Human heart and arteries (Yale School of Medicine/Wikimedia Commons)

(Yale School of Medicine/Wikimedia Commons)

George Washington University in Washington, D.C., and venture capital company Allied Minds Inc. in Boston, formed LuxCath LLC, a new company that makes a device for increasing the speed and safety of surgery for irregular heartbeat. LuxCath’s technology is based on research by faculty at George Washington’s medical school and engineering department.

LuxCath is developing a device to better visualize the tissue and lesions affected by radio frequency catheter ablation, a relatively new procedure to treat atrial fibrillation, the most common type of arrhythmia or irregular heartbeat. Atrial fibrillation occurs when jumbled electrical signals to the top part of the heart contract very fast and irregularly. People with atrial fibrillation often do not experience symptoms, but if left untreated, the condition can lead to stroke or heart failure.

With radio frequency catheter ablation, a surgeon inserts a thin wire through a catheter in the patient’s groin, up to the heart, where the wire emits a radio signal that creates heat. The radio-generated heat destroys the tissue causing the jumbled electrical signals, thus enabling a more regular heartbeat to resume.

While radio frequency catheter ablation is a minimally-invasive procedure, it requires precise targeting to address the problematic heart tissue. Research by George Washington medical faculty Marco Mercader and Narine Sarvazyan, and biomedical engineer Matthew Kay led to development of a device to better visualize the targeted lesions and surrounding tissue to make sure the procedure squarely hits the target.

The device uses a method of illuminating tissue by fluorescence with a compound called beta-nicotinamide adenine dinucleotide or NADH that binds with tissue cells and can be visualized almost instantly with harmless infrared rays. The research by Mercader, Sarvazyan, and Kay shows the fluorescence of NADH stored in tissue cells aids the visualization of injured outer heart muscle tissue addressed by radio frequency catheter ablation.

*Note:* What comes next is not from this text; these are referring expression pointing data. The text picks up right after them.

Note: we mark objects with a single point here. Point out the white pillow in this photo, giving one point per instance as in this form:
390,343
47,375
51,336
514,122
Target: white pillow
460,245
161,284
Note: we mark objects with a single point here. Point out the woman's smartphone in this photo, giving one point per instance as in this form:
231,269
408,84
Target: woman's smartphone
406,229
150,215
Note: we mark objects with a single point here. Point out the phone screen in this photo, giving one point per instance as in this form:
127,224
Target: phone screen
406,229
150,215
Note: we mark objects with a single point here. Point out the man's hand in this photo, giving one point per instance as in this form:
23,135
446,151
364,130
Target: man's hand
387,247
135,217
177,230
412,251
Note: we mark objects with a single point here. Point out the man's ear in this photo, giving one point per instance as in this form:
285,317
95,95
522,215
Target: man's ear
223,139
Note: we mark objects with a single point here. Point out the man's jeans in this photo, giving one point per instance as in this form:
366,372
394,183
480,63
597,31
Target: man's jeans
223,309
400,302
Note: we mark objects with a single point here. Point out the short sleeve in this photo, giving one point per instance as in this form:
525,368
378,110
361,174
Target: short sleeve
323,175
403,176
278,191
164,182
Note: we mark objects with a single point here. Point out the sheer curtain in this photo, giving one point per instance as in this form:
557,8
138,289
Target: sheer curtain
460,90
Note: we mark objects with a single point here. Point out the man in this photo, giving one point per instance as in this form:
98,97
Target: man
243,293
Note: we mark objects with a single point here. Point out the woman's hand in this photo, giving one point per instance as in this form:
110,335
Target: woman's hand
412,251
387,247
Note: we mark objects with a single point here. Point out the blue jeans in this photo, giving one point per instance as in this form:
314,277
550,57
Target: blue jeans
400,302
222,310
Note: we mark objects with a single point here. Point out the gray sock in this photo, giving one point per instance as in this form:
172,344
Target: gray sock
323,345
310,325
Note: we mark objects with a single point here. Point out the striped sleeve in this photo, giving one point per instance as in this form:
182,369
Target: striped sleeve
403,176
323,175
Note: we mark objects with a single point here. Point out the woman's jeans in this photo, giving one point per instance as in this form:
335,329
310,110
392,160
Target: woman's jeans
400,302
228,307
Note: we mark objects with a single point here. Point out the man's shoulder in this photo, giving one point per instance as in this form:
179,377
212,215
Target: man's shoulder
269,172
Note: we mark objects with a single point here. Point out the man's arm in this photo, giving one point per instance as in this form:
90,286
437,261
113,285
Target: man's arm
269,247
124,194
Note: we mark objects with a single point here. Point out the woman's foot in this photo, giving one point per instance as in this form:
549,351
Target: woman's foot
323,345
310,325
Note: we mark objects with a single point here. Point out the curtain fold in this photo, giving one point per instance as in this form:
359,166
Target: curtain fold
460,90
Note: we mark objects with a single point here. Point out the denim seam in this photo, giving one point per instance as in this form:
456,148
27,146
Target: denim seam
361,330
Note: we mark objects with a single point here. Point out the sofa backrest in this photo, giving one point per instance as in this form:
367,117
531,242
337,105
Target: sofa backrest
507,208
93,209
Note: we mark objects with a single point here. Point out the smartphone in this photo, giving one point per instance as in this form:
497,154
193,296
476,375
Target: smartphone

“We formed LuxCath to ensure that electrophysiologists are treating the right parts of the heart in atrial fibrillation patients quickly and effectively,” says Omar Amirana, Allied Minds’ life sciences director. “LuxCath’s technology should significantly improve procedural outcomes for patients, speed up procedures, as well as minimize costly and burdensome follow-up re-treatments.”